Bangkok-
Podczas gdy nowa grupa lobbystyczna zajmująca się waporyzacją i e-papierosami nadal naciska na rząd, aby dokonał przeglądu przepisów dotyczących waporyzacji i produktów e-papierosów, policja wprowadza więcej represji w sprawie sprzedaży produktów związanych z waporyzacją.
Szesnastu Tajów i dwóch Birmańczyków zostało aresztowanych w Bangkoku za sprzedaż urządzeń do e-papierosów, ładowarek nikotynowych i wyrobów tytoniowych baraku (hookah).
Generał porucznik Pol Surachate Hakparn, jako zastępca szefa grupy zadaniowej ds. zwalczania przestępczości informatycznej, powiedział dziennikarzom, że aresztowania miały miejsce na kilku nocnych targach zeszłej nocy, 3 marca 2019 r.
Stwierdzono, że w 21 sklepach sprzedawano nielegalne urządzenia do e-papierosów i fajki do fajki wodnej, a 18 osób zostało aresztowanych.
Policja skonfiskowała 81 e-papierosów, 1,127 butelek chemikaliów do e-papierosów oraz 777 fajek wodnych i innych nielegalnych przedmiotów.
Operacja nastąpiła po nalocie 28 lutego na rynek Klong Thom, podczas którego aresztowano trzech Tajów i dwóch Laosów za sprzedaż tego samego rodzaju sprzętu.
Tajlandzcy urzędnicy przypomnieli zarówno turystom, jak i miejscowym, że jest to niezgodne z prawem, a grzywny i egzekwowanie mogą być bardzo, bardzo wysokie.
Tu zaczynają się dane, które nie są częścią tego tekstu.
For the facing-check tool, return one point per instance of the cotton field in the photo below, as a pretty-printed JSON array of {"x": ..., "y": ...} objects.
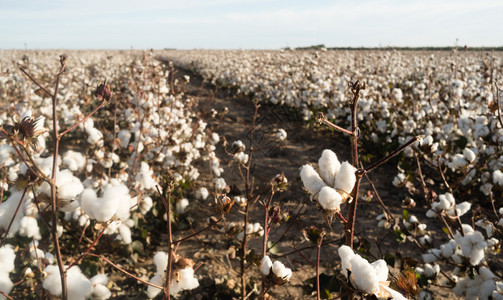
[{"x": 119, "y": 181}]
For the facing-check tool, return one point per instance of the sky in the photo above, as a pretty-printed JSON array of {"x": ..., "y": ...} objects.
[{"x": 248, "y": 24}]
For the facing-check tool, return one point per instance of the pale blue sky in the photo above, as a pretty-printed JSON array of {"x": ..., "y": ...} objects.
[{"x": 247, "y": 24}]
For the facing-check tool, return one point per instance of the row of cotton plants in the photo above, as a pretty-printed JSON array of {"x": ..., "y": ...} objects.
[
  {"x": 141, "y": 135},
  {"x": 450, "y": 99}
]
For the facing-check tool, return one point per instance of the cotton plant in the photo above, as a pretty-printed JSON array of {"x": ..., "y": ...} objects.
[
  {"x": 332, "y": 184},
  {"x": 370, "y": 278},
  {"x": 7, "y": 257},
  {"x": 182, "y": 275},
  {"x": 275, "y": 273}
]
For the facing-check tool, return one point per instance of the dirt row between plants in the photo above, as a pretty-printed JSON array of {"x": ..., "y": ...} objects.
[{"x": 304, "y": 144}]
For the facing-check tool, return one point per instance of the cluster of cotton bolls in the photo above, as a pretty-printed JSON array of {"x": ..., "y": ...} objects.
[
  {"x": 370, "y": 278},
  {"x": 112, "y": 161},
  {"x": 277, "y": 272},
  {"x": 182, "y": 275},
  {"x": 7, "y": 257},
  {"x": 333, "y": 183},
  {"x": 79, "y": 286},
  {"x": 406, "y": 94}
]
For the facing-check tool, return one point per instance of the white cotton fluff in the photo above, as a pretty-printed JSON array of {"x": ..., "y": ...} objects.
[
  {"x": 124, "y": 137},
  {"x": 399, "y": 179},
  {"x": 219, "y": 183},
  {"x": 125, "y": 233},
  {"x": 95, "y": 137},
  {"x": 7, "y": 210},
  {"x": 181, "y": 205},
  {"x": 202, "y": 193},
  {"x": 144, "y": 178},
  {"x": 146, "y": 204},
  {"x": 458, "y": 161},
  {"x": 281, "y": 134},
  {"x": 74, "y": 160},
  {"x": 281, "y": 271},
  {"x": 266, "y": 265},
  {"x": 469, "y": 155},
  {"x": 153, "y": 291},
  {"x": 114, "y": 201},
  {"x": 329, "y": 199},
  {"x": 498, "y": 177},
  {"x": 311, "y": 179},
  {"x": 364, "y": 276},
  {"x": 346, "y": 178},
  {"x": 79, "y": 287},
  {"x": 5, "y": 284},
  {"x": 7, "y": 257},
  {"x": 329, "y": 166},
  {"x": 29, "y": 228}
]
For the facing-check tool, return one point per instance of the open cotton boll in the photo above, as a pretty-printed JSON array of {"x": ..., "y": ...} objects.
[
  {"x": 161, "y": 262},
  {"x": 266, "y": 265},
  {"x": 469, "y": 155},
  {"x": 184, "y": 280},
  {"x": 153, "y": 291},
  {"x": 5, "y": 284},
  {"x": 29, "y": 228},
  {"x": 346, "y": 178},
  {"x": 311, "y": 179},
  {"x": 202, "y": 193},
  {"x": 7, "y": 257},
  {"x": 329, "y": 166},
  {"x": 7, "y": 210},
  {"x": 281, "y": 271},
  {"x": 125, "y": 233},
  {"x": 329, "y": 199},
  {"x": 181, "y": 205},
  {"x": 79, "y": 287}
]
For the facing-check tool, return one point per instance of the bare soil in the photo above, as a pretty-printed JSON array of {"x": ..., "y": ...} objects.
[{"x": 218, "y": 253}]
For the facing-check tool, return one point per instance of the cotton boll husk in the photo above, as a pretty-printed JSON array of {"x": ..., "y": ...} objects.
[
  {"x": 7, "y": 210},
  {"x": 7, "y": 257},
  {"x": 311, "y": 179},
  {"x": 329, "y": 166},
  {"x": 29, "y": 228},
  {"x": 5, "y": 283},
  {"x": 345, "y": 178},
  {"x": 100, "y": 292},
  {"x": 125, "y": 234},
  {"x": 153, "y": 291},
  {"x": 266, "y": 265},
  {"x": 329, "y": 199}
]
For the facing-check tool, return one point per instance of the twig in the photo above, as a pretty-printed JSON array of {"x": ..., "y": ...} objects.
[{"x": 124, "y": 271}]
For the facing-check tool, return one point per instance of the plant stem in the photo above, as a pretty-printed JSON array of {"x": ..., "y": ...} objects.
[{"x": 54, "y": 225}]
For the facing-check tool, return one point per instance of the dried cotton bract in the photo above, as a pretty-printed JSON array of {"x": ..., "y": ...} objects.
[{"x": 333, "y": 183}]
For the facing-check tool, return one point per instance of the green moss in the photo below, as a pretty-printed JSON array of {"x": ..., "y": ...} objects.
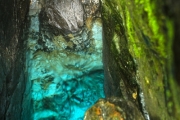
[{"x": 141, "y": 27}]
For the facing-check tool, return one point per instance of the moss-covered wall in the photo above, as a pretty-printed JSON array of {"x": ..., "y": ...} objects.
[
  {"x": 138, "y": 57},
  {"x": 12, "y": 76}
]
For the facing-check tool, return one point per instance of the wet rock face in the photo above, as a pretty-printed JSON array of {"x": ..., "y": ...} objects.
[
  {"x": 71, "y": 19},
  {"x": 64, "y": 15},
  {"x": 64, "y": 59},
  {"x": 113, "y": 109},
  {"x": 12, "y": 76}
]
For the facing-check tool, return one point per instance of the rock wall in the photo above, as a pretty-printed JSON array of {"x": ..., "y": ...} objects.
[
  {"x": 138, "y": 38},
  {"x": 64, "y": 58},
  {"x": 12, "y": 76}
]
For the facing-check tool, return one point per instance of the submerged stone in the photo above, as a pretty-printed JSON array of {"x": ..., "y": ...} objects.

Użytkownicy mediów społecznościowych uważają, że naloty zostały przeprowadzone z powodu międzynarodowej prasy spowodowanej przez Francuzkę, która skarżyła się na zarzuty deportacji po odmowie zapłacenia łapówki w wysokości 40,000 XNUMX bahtów za przyłapanie na wapowaniu w Tajlandii. Tajska policja twierdzi, że kobieta popełniła błąd, a liczne znaki i prawa, a także ostrzeżenia ambasady stwierdzają, że wapowanie jest niezgodne z prawem, a twierdzenie o nieznajomości prawa nie jest usprawiedliwieniem.